Almost a quarter (23%) of respondents to the survey selected late payment and, subsequently, poor cash flow as their key issue more than those who voted for a lack of sales (20%), and complying with health and safety regulations (11%).
Even declining bank lending was deemed to be less of a concern than poor payments. Banks tardy decision making was chosen as the major issue by 6% of respondents, and the steep cost of bank lending by 4%.
In all, 42% of FPB members who took part in the survey reported a deterioration in prompt payments from customers typically bigger businesses compared to just 3% who said there had been an improvement. A total of 56% said there has been no change from previous months.
The FPB, which names and shames poor payers in its Late Payment Hall of Shame, is working with the Government to find solutions to payment problems, including encouraging companies to sign up to the new prompt payment code.
Small firms cash flow is being decimated by credit restrictions and declining trade. Our research suggests that poor payment, which has always been a problem, is now threatening the very survival of many businesses, said Phil Orford, the FPBs Chief Executive.
We want the UKs biggest companies to take the lead and pledge to pay their suppliers on time by signing up to the Code in order to set in motion a consensus of prompt payment through the supply chain.
Already, under the Late Payment of Commercial Debts (Interest) Act 1998, small businesses have a Statutory Right to Interest (SRI), meaning they can in theory charge for late payments. However, few take advantage of this or are prepared to speak out publicly out of fears that large companies will simply take their business elsewhere.
In addition, many larger companies impose unilateral changes on their smaller suppliers' terms and conditions, often mid-contract and with little warning, effectively sidestepping the redress provided by the late payment legislation.
Suppliers receiving underpayment on deliveries made under contracts agreed before the date of any letter notifying them of a change in terms and conditions should know they are automatically be entitled to interest under the terms of their original contracts or under the LPCD(I) Act, said Stuart Blake, the FPBs Adviser on Late Payment.
What is more, if their entitlement stems from the LPCD(I) Act, they will be entitled to a late payment penalty charge as well, assuming their contract postdates August 2002."
"Suppliers should be careful about fulfilling orders received after this letter was sent, since to do so may indicate acquiescence, and therefore acceptance', of the new terms the letter seeks to impose."
He added: "The current process for recovering such debts is both expensive and cumbersome, being based on systems designed for the resolution of disputes and legal complexities rather than the simple administrative task of recovering uncontested debts.
We need a change to the culture of poor payment so that there is mutual agreement that paying promptly should be best practice, which is what the Government and the FPB are trying to achieve.
Other findings of the Economic Downturn Panel survey are as follows:
Access to finance
Just 5% of business owners surveyed in September said access to finance has Improved, while more than four times as many (22%) said it has deteriorated. The remainder reported no change.
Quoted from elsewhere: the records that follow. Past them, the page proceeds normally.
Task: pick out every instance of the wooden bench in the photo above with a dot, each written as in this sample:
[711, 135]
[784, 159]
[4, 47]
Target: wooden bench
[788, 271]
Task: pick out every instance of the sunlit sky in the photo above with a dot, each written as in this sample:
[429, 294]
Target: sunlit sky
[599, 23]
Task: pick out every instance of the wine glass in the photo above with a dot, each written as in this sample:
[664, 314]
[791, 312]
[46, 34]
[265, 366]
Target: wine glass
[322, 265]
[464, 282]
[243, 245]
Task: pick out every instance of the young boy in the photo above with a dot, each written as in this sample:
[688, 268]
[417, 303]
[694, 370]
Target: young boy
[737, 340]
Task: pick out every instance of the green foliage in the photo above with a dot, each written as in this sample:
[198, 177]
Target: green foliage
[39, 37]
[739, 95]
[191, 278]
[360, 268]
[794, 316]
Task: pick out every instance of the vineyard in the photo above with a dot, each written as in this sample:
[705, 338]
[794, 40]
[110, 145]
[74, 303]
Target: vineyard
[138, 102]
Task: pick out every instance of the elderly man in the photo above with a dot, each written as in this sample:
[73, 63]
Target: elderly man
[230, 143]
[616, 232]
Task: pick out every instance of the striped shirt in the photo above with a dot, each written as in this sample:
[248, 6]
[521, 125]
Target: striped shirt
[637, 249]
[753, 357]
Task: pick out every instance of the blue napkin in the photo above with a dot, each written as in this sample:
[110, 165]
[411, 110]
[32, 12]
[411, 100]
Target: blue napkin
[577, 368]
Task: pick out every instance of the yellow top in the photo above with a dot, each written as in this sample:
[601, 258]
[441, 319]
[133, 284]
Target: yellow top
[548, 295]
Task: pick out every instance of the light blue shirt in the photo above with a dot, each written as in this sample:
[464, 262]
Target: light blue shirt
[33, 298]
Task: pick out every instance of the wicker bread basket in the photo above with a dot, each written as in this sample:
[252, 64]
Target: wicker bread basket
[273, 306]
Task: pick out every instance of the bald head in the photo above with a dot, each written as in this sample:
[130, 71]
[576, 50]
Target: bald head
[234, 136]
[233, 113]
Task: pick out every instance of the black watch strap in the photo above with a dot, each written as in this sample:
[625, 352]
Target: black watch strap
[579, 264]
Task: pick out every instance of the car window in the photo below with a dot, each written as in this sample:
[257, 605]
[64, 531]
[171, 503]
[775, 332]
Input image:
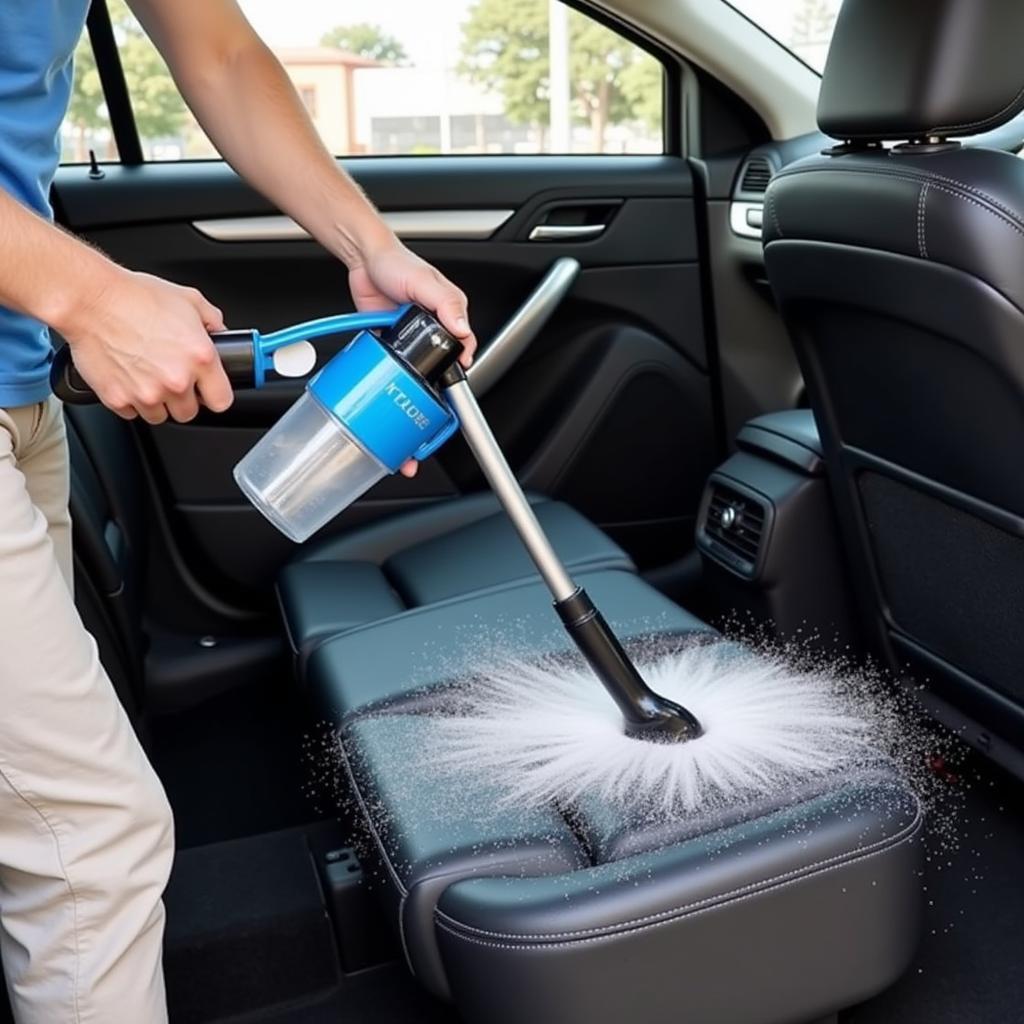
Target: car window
[803, 27]
[403, 77]
[87, 127]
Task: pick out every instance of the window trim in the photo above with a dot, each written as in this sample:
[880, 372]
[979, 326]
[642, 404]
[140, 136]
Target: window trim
[130, 153]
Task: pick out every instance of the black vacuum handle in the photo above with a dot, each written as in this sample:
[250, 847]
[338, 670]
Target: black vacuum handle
[236, 348]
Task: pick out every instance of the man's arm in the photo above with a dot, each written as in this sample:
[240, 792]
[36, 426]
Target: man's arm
[111, 317]
[248, 107]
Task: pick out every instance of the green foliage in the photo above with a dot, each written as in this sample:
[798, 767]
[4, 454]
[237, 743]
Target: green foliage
[812, 22]
[160, 111]
[368, 41]
[505, 48]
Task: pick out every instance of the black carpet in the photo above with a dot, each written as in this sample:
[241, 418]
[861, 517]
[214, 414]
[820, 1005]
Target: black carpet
[970, 969]
[235, 765]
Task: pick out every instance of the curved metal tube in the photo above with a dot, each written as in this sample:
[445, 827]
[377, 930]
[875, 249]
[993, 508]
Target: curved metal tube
[523, 326]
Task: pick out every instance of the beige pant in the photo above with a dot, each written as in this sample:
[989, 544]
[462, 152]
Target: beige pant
[86, 838]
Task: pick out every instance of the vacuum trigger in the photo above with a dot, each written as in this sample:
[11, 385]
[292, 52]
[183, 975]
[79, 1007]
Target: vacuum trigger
[296, 359]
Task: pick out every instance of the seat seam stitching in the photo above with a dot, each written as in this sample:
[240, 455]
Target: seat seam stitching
[666, 919]
[1011, 222]
[742, 892]
[773, 210]
[922, 245]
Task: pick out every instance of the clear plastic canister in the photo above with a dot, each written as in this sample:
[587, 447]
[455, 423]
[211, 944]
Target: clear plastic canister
[305, 470]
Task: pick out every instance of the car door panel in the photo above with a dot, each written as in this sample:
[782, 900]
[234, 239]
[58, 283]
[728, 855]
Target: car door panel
[613, 391]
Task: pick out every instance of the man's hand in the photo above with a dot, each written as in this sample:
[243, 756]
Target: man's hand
[393, 274]
[143, 346]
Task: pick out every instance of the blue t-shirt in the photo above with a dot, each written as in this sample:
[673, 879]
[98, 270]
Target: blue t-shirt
[37, 41]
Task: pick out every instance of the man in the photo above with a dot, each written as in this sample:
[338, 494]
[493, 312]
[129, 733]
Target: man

The terms and conditions of loans improved for just 2% of respondents and declined for five times as many (10%). The average interest rate for lending is 6.5%, considerably above the Bank of Englands base rate of 0.5%.
No one saw an improvement in the terms and conditions of loans, while 17% said they have declined and 83% that there has been no change. The average interest rate for overdrafts is 6.8%, again considerably above base. Further, 5% reported demands for additional security.
Market health and competition
Competition within markets declined according to 31% of respondents, stayed the same for 61% and improved for just 8%. However, the markets themselves improved for 39%, stayed the same for 36% and deteriorated for 25% of businesses surveyed.
Business viability
While 28% of respondents said the viability of their business has improved, 22% said it has declined and 50% reported no change.
Government support
No one said that support from the Government has become better, while 22% reported a decline and 78% no change from previous months.
Bank support
Just 12% of respondents said support from banks has improved, while 29% reported a decline and 59% no change.
Risk management by lenders
In all, 7% of respondents reported an improvement in risk management undertaken by financial services organisations, while 23% said it has become worse and 70% that there has been no change.
Cost of complying with regulations
No business owners surveyed said the cost of complying with regulations has improved, a quarter (25%) said it has deteriorated and the remainder that there has been no change.
Media coverage of the economic situation
While 9% of respondents said the accuracy of media coverage has improved, almost double (17%) believe it has become more inaccurate. The remainder reported no change.